Question 76·Easy·Rhetorical Synthesis
While researching a topic, a student has taken the following notes:
- The northern lights are also called the aurora borealis.
- Charged particles from the Sun travel toward Earth.
- Earth’s magnetic field guides many of these particles toward the polar regions.
- When the particles collide with gases in Earth’s atmosphere, they produce visible light.
The student wants to explain what causes the northern lights.
Which choice most effectively uses relevant information from the notes to accomplish this goal?
For rhetorical synthesis questions, underline the specific goal (here, explaining the cause).
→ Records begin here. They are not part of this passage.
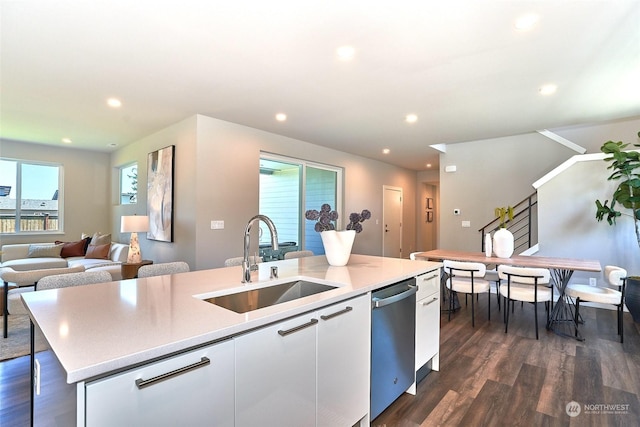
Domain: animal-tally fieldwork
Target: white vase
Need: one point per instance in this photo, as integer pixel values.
(503, 243)
(488, 247)
(337, 246)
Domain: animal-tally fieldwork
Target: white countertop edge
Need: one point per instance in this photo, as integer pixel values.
(90, 371)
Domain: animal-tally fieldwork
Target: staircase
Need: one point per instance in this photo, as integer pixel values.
(524, 225)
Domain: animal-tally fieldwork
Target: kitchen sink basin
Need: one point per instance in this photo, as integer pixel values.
(242, 302)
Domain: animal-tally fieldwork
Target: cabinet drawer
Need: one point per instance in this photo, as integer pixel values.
(428, 284)
(195, 388)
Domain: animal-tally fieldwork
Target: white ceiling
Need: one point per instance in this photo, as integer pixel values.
(459, 65)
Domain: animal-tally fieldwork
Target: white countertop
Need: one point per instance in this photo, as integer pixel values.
(97, 329)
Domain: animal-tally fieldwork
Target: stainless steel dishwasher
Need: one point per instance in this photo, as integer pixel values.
(393, 332)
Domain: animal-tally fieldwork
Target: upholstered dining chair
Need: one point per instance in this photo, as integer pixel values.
(468, 278)
(297, 254)
(616, 277)
(238, 261)
(150, 270)
(73, 279)
(527, 285)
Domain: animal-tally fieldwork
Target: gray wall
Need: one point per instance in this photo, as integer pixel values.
(227, 168)
(489, 174)
(183, 136)
(217, 178)
(499, 172)
(87, 206)
(567, 224)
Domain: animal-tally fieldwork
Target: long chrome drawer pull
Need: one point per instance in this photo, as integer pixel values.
(429, 302)
(337, 313)
(297, 328)
(204, 361)
(377, 303)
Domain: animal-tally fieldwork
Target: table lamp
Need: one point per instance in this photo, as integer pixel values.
(134, 224)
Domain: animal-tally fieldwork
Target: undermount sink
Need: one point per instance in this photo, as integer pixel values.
(242, 302)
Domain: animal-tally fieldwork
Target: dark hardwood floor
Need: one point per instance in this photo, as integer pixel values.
(487, 377)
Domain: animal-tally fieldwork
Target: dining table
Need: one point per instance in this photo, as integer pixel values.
(562, 318)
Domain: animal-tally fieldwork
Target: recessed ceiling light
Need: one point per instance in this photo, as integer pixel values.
(345, 53)
(114, 103)
(548, 89)
(526, 22)
(411, 118)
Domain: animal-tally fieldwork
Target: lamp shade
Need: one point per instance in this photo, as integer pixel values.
(134, 224)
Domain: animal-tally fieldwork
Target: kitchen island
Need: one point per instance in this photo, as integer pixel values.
(106, 332)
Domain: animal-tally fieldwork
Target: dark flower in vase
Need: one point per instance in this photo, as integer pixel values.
(326, 217)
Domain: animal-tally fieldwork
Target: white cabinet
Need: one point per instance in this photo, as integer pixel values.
(275, 374)
(195, 388)
(309, 370)
(427, 321)
(343, 362)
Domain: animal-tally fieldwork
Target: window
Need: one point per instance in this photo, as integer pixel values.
(29, 196)
(129, 184)
(289, 187)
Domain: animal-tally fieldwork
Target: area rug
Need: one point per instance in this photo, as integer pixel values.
(18, 342)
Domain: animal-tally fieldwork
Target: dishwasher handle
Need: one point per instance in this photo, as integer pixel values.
(376, 302)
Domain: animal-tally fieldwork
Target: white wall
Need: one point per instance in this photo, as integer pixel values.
(490, 173)
(183, 136)
(567, 223)
(227, 169)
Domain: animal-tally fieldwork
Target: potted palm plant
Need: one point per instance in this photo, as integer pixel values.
(625, 166)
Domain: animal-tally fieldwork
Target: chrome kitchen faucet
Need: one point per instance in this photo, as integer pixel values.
(247, 268)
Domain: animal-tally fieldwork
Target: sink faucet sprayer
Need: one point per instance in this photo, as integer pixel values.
(246, 265)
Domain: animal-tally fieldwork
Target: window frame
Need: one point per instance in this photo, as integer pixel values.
(20, 163)
(121, 170)
(304, 164)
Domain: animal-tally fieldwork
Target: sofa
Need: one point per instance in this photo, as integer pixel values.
(93, 257)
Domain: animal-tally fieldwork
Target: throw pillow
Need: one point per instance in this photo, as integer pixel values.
(70, 249)
(101, 239)
(98, 251)
(44, 251)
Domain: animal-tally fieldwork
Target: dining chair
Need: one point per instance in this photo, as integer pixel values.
(492, 276)
(160, 269)
(615, 276)
(297, 254)
(525, 284)
(467, 278)
(230, 262)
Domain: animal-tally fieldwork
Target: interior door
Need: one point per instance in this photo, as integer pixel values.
(392, 222)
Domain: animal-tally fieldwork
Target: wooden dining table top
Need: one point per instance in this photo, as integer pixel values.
(516, 260)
Then scan the notes for the 1–2 facts that directly accomplish that goal and choose the option that uses those facts accurately without drifting into extra details like definitions or locations.
Hints
Focus on the word “causes”
Look for the option that explains how the lights are created, not what they are called or where they occur.
Use the notes about “produce visible light”
Find the sentence that includes the idea that collisions in the atmosphere create light.
Check for missing steps
A strong answer should connect the Sun’s particles to the light you can see, not stop at the magnetic field.
Step-by-step Explanation
Identify the goal
The student wants to explain what causes the northern lights, so the best sentence should describe the process that produces the light.
Select the most relevant notes
The key notes for cause are that charged particles from the Sun reach Earth and that collisions with gases in the atmosphere produce visible light.
Choose the option that states the full cause
The choice that combines the particles from the Sun with collisions in the atmosphere producing light is:
The northern lights occur when charged particles from the Sun collide with gases in Earth’s atmosphere and produce visible light.